【ザル勘定で糊口をしのぐ】
前作『わたし出すわ』が大コケしたあと森田芳光が名誉を挽回すべく撮った小市民的な味わいのある時代劇。主演の堺雅人がすごい大根ぶりで失笑の連続!
これが前作『わたし出すわ』よりかはまだマシだと考える人が割と多いようだが、私としては森田芳光の映画的イマジネーションの限界のようにも思えて不憫で仕方がなかった作品である。技巧がとにかくあざとい上にクサイ。(笑)
森田芳光は99年に『黒い家』と『39/形法第三十九条』で復活したと思ったらまたしても『模倣犯』でずっこけ、その後でなぜか『阿修羅のごとく』『海猫』『サウスバウンド』とビミョーなラインで突っ走っていくんだがなぜか嫌いになれない飄々とした魅力もあり日本のコーエン兄弟とも言えるカルト的な映画作家なんだと思う。

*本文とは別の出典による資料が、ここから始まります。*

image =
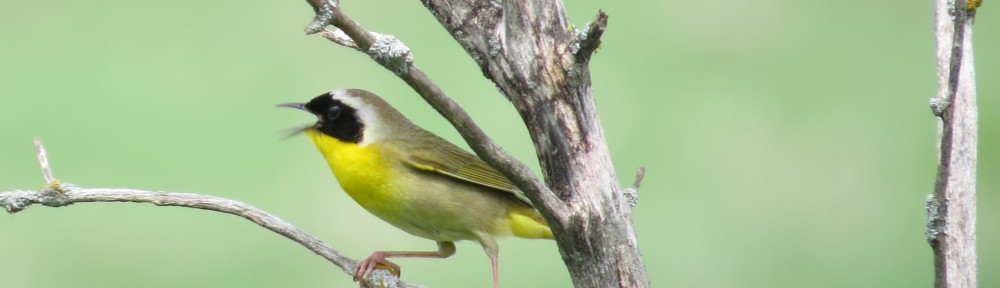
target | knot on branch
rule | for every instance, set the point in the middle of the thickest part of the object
(391, 53)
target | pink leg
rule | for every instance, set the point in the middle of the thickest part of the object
(496, 275)
(365, 267)
(492, 250)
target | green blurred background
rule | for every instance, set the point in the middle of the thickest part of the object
(788, 143)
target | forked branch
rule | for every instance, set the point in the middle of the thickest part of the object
(57, 194)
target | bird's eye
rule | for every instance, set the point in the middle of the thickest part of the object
(333, 112)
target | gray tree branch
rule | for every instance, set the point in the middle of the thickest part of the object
(951, 210)
(395, 56)
(57, 194)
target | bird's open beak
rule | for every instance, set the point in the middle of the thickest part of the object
(300, 106)
(295, 131)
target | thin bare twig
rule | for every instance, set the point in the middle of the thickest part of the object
(951, 210)
(57, 194)
(589, 39)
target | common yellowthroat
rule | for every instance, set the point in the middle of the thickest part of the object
(415, 180)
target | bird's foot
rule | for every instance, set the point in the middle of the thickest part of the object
(375, 261)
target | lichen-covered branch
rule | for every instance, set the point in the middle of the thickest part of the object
(951, 210)
(395, 56)
(539, 61)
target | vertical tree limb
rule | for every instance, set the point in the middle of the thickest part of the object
(951, 217)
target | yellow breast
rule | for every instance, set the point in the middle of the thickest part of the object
(361, 172)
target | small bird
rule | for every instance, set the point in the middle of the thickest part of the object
(416, 180)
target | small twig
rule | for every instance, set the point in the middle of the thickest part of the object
(632, 193)
(589, 39)
(43, 160)
(57, 194)
(951, 210)
(338, 36)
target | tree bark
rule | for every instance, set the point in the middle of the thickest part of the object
(951, 210)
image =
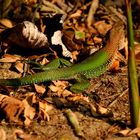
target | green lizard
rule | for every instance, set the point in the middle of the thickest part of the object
(91, 67)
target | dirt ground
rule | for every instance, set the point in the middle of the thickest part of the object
(110, 90)
(49, 110)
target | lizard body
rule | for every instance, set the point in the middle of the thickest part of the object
(91, 67)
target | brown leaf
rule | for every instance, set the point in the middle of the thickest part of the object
(19, 66)
(2, 134)
(12, 108)
(5, 23)
(10, 58)
(44, 108)
(102, 27)
(29, 111)
(40, 89)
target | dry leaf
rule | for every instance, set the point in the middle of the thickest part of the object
(2, 134)
(10, 58)
(29, 111)
(6, 23)
(44, 108)
(19, 66)
(40, 89)
(78, 13)
(12, 108)
(58, 86)
(102, 27)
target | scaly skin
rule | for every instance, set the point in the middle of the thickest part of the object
(91, 67)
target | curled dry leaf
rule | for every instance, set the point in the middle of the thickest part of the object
(40, 89)
(25, 35)
(29, 111)
(11, 108)
(5, 23)
(44, 108)
(10, 58)
(102, 27)
(59, 86)
(74, 122)
(19, 66)
(2, 134)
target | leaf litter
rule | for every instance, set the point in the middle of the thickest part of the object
(42, 111)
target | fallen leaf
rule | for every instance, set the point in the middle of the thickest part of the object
(11, 108)
(10, 58)
(2, 134)
(102, 27)
(44, 108)
(40, 89)
(19, 66)
(29, 111)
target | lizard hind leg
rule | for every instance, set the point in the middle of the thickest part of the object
(82, 83)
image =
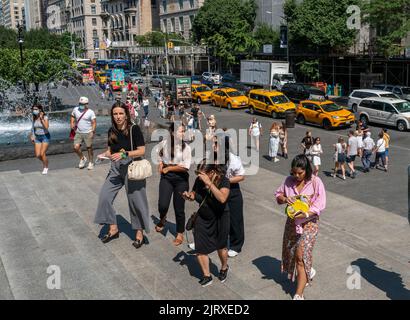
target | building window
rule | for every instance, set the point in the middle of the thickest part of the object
(181, 24)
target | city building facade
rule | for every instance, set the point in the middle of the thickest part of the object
(177, 16)
(13, 13)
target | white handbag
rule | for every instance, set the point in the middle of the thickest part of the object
(138, 169)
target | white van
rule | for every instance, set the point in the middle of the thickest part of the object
(357, 95)
(388, 111)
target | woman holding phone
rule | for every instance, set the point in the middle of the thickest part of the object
(174, 162)
(211, 229)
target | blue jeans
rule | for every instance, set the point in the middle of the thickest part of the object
(366, 159)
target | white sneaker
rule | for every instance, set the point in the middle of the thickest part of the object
(232, 253)
(82, 163)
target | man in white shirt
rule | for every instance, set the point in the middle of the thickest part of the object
(83, 121)
(368, 145)
(352, 150)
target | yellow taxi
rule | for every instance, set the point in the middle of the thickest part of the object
(325, 113)
(273, 103)
(201, 93)
(228, 98)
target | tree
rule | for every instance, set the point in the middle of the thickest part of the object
(391, 21)
(264, 34)
(320, 23)
(226, 26)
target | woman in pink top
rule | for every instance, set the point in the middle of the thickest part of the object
(300, 233)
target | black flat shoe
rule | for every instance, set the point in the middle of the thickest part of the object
(138, 243)
(108, 237)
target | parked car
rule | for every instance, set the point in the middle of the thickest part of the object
(357, 95)
(324, 113)
(214, 77)
(300, 91)
(273, 103)
(201, 93)
(228, 98)
(402, 92)
(388, 111)
(156, 81)
(134, 77)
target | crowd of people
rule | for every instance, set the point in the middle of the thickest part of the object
(219, 221)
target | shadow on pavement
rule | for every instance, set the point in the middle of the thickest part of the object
(270, 269)
(387, 281)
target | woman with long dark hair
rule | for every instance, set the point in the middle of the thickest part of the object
(174, 162)
(40, 136)
(301, 232)
(211, 229)
(121, 152)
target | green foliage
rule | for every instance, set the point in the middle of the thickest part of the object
(226, 26)
(320, 23)
(264, 34)
(391, 19)
(309, 69)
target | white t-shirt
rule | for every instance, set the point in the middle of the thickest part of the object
(381, 145)
(255, 129)
(235, 167)
(353, 145)
(181, 157)
(85, 124)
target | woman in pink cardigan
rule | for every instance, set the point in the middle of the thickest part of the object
(301, 232)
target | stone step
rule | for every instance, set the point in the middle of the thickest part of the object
(91, 270)
(163, 254)
(22, 258)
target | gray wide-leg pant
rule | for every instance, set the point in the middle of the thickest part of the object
(136, 194)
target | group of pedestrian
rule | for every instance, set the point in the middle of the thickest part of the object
(219, 219)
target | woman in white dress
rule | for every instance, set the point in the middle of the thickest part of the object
(316, 151)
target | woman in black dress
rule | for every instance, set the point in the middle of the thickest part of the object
(211, 230)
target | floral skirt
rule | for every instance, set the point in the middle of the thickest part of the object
(292, 241)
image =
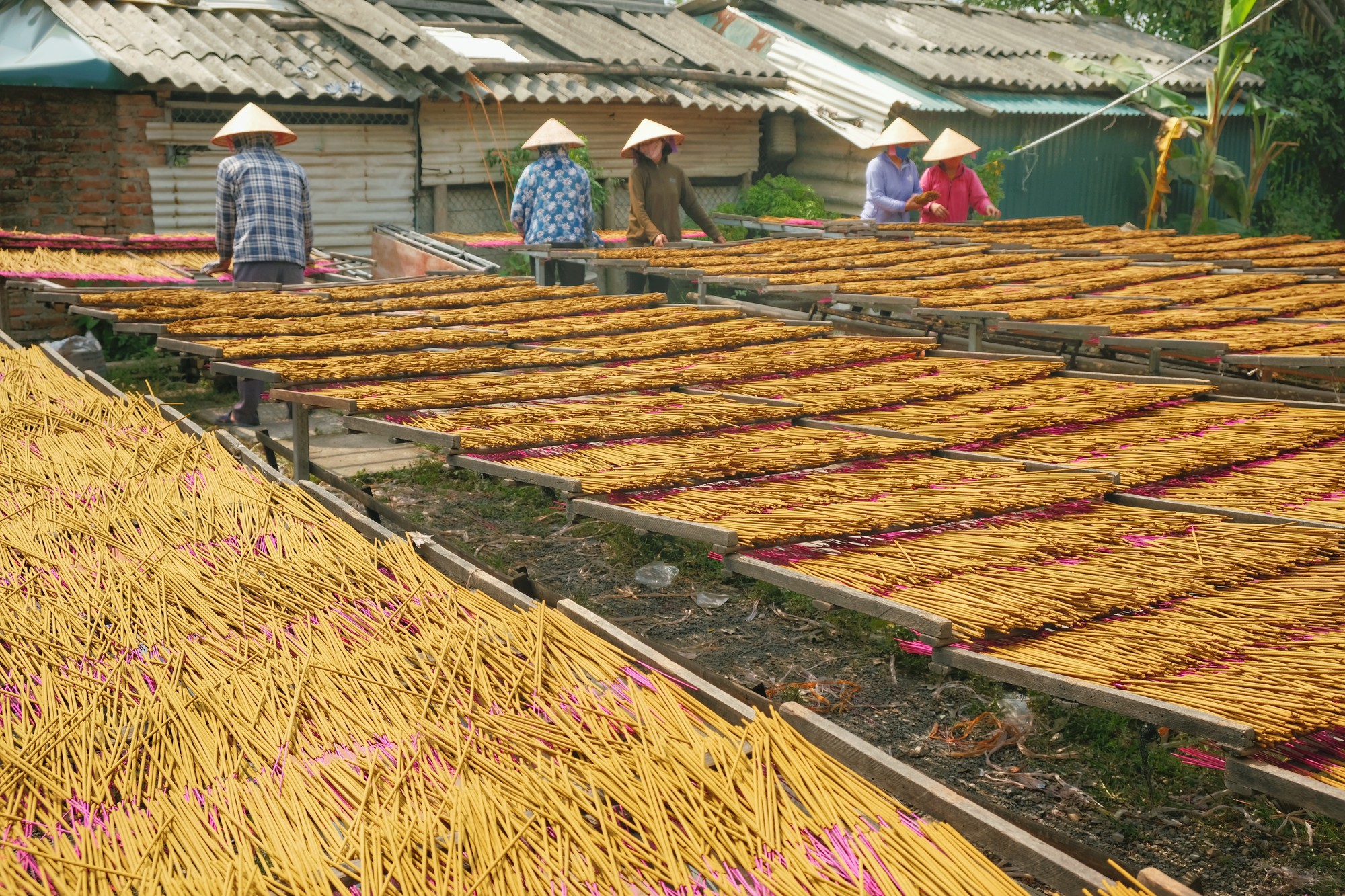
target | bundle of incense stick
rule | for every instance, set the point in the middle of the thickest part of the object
(1083, 282)
(393, 341)
(298, 326)
(1058, 567)
(1171, 442)
(999, 412)
(1261, 335)
(353, 345)
(415, 364)
(467, 283)
(490, 389)
(1069, 307)
(180, 298)
(1168, 319)
(870, 497)
(268, 698)
(983, 295)
(718, 454)
(754, 264)
(1289, 300)
(73, 264)
(298, 304)
(1320, 755)
(1308, 485)
(887, 372)
(564, 421)
(1211, 287)
(1266, 653)
(960, 264)
(708, 337)
(474, 299)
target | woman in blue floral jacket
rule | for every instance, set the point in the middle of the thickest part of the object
(553, 201)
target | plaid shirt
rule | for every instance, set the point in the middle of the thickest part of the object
(262, 205)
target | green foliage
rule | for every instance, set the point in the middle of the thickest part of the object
(510, 165)
(782, 197)
(118, 346)
(992, 173)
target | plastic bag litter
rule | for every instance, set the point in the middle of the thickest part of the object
(711, 599)
(83, 352)
(657, 575)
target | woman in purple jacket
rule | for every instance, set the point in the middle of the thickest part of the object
(892, 182)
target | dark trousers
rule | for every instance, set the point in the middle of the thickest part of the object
(638, 283)
(282, 272)
(566, 274)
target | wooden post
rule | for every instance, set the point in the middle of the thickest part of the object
(301, 439)
(439, 206)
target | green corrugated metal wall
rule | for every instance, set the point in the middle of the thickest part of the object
(1087, 171)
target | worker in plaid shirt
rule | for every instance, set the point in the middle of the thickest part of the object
(264, 225)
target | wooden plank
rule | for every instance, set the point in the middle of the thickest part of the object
(719, 700)
(905, 303)
(1089, 374)
(1145, 343)
(1032, 466)
(937, 628)
(523, 474)
(1051, 330)
(926, 794)
(1249, 775)
(1192, 721)
(245, 372)
(718, 536)
(1128, 499)
(100, 314)
(960, 314)
(190, 348)
(1285, 361)
(872, 431)
(450, 440)
(315, 400)
(1288, 403)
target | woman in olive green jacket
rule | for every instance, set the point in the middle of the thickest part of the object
(660, 192)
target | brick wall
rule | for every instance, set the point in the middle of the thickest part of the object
(76, 161)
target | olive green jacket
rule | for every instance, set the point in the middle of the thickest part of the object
(658, 196)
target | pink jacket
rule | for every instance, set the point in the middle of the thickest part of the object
(958, 196)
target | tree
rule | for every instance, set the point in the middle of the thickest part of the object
(1300, 53)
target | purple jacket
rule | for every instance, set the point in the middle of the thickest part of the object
(888, 188)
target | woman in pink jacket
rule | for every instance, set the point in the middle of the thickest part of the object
(958, 186)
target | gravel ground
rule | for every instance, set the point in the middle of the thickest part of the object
(1100, 778)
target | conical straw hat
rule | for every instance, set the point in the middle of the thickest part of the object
(254, 119)
(553, 134)
(649, 131)
(950, 145)
(900, 131)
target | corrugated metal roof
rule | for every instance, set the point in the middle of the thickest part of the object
(588, 36)
(1047, 104)
(961, 46)
(232, 53)
(685, 36)
(241, 53)
(387, 37)
(571, 88)
(852, 99)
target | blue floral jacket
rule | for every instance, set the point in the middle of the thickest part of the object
(553, 201)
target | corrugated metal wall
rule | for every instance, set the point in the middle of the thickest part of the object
(454, 147)
(1087, 171)
(358, 175)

こんな中途半端な題材の時代劇を撮るよりも『間宮兄弟』や『の・ようなもの』みたいなダラダラ風景ばかり撮ってるシュール・コメディの方が森田監督の体質には合ってる気がする。全くもって時間の無駄というもの。こんな映画を劇場まで観に行った私がアホだった、トホホ〜!!